Tennessee's basketball Volunteers were a Jeronne Maymon layup away from adding to a small lead midway through the second half on the road against a top-15 opponent.
Tekele Cotton then changed the game.
The 6-foot-2 Wichita State guard skied to block Maymon's attempt off the backboard, then gathered the rebound after another Tennessee miss, sprinted down the floor and converted a three-point play that swung the momentum of the 12th-ranked Shockers' eventual 70-61 win against the visiting Vols on Saturday afternoon at INTRUST Bank Arena.
"It was tough for us," Tennessee guard Jordan McRae said during a postgame interview on the Vol Network's radio broadcast of the game. "They just made some huge plays. They've got us a lot on the offensive glass, and I just think we've got to do a better job toward the end of the game."
In its biggest nonconference game of the season, Tennessee led 26-25 at halftime but faded down the stretch and missed out on what would have been a very quality win against a Wichita State team that's now 10-0 -- the best start in program history -- coming off a run to last season's Final Four.
In a tight game in which the largest lead was only five points until the game's final five minutes, the Vols (6-3) took a 44-41 lead with 9:45 remaining after two dunks by Jarnell Stokes, the second of which drew a foul and ended in a three-point play.
"I thought [when] we had them up three, we could go up five, seven, and it just didn't happen," Tennessee coach Cuonzo Martin told the Vol Network.

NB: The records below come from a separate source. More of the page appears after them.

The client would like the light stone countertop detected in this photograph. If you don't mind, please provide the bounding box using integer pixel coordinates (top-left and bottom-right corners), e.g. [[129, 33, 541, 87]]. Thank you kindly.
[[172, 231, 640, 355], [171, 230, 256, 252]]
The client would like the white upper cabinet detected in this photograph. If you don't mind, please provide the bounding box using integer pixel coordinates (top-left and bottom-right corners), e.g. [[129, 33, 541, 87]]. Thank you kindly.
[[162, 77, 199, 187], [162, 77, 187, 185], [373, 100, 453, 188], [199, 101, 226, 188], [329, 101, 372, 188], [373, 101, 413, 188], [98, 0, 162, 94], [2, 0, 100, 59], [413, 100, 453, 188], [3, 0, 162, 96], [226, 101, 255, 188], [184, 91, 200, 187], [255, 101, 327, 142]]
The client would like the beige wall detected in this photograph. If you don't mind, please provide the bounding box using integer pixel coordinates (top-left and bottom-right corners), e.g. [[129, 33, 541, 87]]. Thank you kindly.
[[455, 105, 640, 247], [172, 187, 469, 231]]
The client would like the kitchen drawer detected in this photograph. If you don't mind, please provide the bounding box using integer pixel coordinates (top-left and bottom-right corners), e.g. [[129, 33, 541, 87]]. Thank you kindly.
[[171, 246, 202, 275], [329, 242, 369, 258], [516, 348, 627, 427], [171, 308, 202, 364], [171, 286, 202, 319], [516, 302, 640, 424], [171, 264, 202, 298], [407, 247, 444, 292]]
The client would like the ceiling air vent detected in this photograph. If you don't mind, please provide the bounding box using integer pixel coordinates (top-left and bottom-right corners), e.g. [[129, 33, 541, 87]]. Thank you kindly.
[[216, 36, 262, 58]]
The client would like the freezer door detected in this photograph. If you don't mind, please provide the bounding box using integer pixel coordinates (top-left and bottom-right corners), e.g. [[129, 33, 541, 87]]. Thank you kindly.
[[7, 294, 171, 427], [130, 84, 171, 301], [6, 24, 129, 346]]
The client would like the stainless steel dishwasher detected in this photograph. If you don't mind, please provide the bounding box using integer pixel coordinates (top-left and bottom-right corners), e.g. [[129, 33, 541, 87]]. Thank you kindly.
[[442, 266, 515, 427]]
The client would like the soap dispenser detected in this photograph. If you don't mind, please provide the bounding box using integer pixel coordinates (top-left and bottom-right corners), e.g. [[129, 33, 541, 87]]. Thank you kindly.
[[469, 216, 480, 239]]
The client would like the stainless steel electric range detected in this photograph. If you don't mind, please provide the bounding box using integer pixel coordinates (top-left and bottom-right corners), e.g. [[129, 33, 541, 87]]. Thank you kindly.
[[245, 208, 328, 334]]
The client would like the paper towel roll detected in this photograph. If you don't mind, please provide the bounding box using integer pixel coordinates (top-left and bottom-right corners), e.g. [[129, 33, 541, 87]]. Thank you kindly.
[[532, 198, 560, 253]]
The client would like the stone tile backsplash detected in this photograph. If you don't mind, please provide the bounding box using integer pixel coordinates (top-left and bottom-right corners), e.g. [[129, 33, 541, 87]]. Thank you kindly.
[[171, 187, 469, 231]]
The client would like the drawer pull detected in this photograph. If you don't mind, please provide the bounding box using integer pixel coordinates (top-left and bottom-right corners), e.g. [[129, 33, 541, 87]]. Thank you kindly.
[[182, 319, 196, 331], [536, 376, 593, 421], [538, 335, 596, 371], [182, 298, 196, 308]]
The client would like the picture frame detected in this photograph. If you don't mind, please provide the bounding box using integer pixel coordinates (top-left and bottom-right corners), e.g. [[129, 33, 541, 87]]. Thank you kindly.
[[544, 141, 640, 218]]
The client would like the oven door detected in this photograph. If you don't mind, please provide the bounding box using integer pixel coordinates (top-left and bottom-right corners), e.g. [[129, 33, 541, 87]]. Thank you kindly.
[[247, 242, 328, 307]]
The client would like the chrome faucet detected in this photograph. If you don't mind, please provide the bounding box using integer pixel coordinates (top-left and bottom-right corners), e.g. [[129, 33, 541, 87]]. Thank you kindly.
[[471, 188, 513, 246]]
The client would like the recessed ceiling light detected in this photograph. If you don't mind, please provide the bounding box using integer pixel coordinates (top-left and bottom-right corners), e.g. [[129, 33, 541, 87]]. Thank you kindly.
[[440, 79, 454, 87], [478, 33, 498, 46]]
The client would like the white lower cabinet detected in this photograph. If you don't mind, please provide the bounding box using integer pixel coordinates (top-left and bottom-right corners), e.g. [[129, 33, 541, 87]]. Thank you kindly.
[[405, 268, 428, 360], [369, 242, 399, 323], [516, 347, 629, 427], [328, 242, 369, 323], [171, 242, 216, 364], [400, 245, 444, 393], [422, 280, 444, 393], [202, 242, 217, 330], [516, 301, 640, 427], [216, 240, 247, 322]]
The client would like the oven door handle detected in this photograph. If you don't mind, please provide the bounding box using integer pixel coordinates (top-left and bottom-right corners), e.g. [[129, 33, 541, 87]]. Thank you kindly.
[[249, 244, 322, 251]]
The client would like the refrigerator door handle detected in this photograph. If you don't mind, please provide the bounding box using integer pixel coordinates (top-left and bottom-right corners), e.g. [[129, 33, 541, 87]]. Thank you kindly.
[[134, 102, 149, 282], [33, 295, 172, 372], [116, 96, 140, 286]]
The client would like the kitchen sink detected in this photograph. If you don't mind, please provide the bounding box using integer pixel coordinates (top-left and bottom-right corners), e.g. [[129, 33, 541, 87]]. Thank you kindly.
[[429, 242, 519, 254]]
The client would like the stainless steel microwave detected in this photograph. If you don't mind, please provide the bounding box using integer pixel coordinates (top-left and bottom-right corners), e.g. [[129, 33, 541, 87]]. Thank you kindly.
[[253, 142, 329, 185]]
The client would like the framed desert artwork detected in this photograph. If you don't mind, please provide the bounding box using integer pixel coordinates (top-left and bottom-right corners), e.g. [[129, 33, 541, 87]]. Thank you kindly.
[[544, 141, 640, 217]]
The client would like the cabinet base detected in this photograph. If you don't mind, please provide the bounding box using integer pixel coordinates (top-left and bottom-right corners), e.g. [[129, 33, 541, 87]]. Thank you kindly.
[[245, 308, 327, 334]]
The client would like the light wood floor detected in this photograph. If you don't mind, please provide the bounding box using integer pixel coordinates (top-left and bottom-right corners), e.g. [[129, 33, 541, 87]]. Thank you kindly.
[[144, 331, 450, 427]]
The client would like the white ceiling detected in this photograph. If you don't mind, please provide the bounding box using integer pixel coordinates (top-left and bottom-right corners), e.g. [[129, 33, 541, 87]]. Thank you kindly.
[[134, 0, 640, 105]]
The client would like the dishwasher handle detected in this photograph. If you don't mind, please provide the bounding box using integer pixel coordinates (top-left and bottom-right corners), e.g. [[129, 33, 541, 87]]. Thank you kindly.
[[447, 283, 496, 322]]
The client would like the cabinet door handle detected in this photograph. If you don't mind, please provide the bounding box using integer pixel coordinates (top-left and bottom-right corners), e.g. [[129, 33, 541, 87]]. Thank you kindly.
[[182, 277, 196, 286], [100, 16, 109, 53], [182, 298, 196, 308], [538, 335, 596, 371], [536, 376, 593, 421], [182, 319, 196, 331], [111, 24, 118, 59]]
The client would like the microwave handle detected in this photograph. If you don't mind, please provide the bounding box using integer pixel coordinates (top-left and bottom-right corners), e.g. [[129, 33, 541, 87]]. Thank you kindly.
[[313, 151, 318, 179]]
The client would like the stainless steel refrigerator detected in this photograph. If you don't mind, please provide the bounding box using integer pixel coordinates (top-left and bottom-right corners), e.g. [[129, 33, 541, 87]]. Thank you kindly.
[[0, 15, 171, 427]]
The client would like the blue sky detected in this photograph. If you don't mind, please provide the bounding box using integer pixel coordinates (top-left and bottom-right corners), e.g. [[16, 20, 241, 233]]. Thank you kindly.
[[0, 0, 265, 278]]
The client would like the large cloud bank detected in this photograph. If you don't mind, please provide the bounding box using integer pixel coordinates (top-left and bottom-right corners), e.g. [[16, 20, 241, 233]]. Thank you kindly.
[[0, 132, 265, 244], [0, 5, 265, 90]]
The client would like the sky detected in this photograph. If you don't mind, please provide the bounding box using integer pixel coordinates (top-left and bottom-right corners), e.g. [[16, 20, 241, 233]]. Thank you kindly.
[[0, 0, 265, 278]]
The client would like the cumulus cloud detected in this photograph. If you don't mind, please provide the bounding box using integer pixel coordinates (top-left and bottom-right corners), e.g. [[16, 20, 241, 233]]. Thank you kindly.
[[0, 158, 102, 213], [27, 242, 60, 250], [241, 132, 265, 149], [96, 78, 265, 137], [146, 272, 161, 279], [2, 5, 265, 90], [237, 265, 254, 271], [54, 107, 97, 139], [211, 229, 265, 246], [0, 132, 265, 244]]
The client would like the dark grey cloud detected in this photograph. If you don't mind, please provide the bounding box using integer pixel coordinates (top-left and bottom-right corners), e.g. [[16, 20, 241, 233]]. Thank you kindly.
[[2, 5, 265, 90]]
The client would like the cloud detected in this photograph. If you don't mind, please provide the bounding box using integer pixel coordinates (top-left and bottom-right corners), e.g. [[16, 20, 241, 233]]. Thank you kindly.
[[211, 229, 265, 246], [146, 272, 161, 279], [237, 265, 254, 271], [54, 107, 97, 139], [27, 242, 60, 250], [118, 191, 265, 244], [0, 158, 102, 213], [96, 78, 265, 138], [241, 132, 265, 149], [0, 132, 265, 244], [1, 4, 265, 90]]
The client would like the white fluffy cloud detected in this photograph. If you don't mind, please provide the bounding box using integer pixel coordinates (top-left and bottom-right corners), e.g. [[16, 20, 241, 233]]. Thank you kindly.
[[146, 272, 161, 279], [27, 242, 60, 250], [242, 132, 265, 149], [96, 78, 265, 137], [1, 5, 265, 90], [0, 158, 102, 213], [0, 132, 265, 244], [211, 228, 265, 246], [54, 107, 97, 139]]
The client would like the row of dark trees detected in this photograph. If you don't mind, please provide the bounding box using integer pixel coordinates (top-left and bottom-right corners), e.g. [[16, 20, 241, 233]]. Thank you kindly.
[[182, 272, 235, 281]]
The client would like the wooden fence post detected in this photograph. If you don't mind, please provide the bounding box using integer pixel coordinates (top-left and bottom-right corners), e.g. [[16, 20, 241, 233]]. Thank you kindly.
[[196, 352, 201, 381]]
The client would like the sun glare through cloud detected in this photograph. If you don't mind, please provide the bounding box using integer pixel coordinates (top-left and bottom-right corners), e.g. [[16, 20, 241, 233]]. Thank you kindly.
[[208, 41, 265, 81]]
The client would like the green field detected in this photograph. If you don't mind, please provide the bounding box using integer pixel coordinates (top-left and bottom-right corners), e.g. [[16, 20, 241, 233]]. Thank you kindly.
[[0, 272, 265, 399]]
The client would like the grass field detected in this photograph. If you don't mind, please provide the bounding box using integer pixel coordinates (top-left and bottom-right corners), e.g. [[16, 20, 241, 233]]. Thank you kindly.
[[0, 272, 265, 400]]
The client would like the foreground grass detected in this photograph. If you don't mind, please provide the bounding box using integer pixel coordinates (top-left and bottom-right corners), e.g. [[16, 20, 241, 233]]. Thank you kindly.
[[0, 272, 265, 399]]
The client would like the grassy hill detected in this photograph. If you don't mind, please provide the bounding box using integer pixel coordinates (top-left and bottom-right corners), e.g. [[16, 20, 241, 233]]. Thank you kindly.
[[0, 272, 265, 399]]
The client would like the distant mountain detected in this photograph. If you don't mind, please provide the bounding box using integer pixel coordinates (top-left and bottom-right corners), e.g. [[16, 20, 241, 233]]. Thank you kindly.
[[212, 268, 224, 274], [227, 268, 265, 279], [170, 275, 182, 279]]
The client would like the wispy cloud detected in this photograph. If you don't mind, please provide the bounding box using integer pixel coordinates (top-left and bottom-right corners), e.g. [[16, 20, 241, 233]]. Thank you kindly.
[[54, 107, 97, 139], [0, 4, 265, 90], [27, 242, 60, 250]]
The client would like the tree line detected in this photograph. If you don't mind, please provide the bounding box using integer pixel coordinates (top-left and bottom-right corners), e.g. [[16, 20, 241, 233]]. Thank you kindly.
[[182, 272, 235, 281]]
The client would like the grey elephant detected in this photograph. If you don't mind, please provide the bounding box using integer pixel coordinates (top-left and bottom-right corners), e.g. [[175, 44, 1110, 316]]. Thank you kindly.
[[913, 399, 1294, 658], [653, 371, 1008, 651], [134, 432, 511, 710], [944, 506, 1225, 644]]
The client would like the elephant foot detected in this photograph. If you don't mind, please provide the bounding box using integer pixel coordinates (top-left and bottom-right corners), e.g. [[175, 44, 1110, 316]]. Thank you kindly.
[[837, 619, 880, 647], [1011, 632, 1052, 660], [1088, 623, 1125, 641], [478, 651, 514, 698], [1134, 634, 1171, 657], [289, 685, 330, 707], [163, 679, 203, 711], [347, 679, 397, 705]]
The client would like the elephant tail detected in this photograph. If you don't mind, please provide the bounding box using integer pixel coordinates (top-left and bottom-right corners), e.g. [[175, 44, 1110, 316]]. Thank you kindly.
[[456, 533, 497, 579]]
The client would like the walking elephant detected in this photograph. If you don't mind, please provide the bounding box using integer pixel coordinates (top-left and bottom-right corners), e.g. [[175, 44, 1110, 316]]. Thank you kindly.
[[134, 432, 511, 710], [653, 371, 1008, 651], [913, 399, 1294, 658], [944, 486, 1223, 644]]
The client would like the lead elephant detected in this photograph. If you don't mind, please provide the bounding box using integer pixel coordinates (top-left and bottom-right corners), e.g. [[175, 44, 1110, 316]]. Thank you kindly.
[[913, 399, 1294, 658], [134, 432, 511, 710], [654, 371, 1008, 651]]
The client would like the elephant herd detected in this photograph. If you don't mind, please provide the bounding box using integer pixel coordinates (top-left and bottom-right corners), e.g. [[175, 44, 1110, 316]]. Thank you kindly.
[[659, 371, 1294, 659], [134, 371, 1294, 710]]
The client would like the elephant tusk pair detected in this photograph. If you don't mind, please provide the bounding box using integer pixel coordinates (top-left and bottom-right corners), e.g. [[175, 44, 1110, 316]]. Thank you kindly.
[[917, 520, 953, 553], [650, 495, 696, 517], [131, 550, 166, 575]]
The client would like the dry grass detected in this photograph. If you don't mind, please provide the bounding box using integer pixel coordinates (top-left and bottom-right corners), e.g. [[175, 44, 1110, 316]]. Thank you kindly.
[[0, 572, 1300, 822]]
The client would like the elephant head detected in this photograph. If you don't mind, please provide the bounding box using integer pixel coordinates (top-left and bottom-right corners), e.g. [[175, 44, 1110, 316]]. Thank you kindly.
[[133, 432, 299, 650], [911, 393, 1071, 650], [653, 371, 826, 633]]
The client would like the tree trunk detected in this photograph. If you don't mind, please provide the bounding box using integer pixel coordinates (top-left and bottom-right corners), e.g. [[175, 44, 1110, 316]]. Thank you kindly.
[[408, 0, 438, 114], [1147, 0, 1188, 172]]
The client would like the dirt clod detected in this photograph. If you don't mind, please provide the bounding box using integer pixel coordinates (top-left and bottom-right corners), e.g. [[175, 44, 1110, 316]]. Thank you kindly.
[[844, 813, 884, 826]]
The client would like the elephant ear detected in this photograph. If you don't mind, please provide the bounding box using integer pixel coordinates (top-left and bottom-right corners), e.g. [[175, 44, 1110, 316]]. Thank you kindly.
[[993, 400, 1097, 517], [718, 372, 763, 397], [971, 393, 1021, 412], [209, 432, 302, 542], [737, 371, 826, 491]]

Cotton's game-changing sequence came on the Vols' next trip down the floor, but it was just the start of a strong second half from the junior from Georgia, who almost single-handedly finished off Tennessee.
After McRae, who led Tennessee with 26 points, hit a 3-pointer and sank two free throws to cut the Shockers' lead to 51-49 with 6:50 left, Cotton hit a 3 from near Wichita State's bench and made two foul shots after he was fouled grabbing a rebound to push the Shockers' lead to 56-49.
On Wichita State's next possession, Cotton found Chadrack Lufile with a bounce pass for a layup, and the Vols were unable to pull within less than seven points after the Shockers' 7-0 spurt.
Scoreless in the first half, Cotton finished with 19 points, five rebounds, four assists and two steals, and he was 9-of-11 on free throws and hit two 3s.
"He played a good game on both ends of the floor," Martin said. "He got to the free-throw line quite a bit, but I thought he impacted the game on defense. He had a key block on Jeronne. I thought he had a key steal when Jordan was in transition. He took it on the other end and got one-and-ones out of the deal. He did a good job of playing on both ends."
Cleanthony Early scored 13 points, including a dagger 3-pointer that pushed the Wichita State lead to 63-51, and Darius Carter chipped in 11 points and 14 rebounds off the Shockers' bench.
McRae, who passed the 1,000-point plateau for his career in the game and threw down a highlight-reel tomahawk dunk in the second half, was the only Tennessee player in double figures, and he made eight of the Vols' 20 field goals.
"To be honest, right now I can't really even think about that," McRae said about his career milestone. "This game right here, it really meant a lot to us. That's all I can really get my mind around at this point."
Stokes struggled mightily in 22 foul-plagued minutes. His first basket came on a dunk midway through the second half, and he finished with just eight points and four rebounds, which snapped his four-game streak of double-doubles.
Tennessee shot 15-of-24 from the free-throw line and missed at least four layups, many coming in the first half.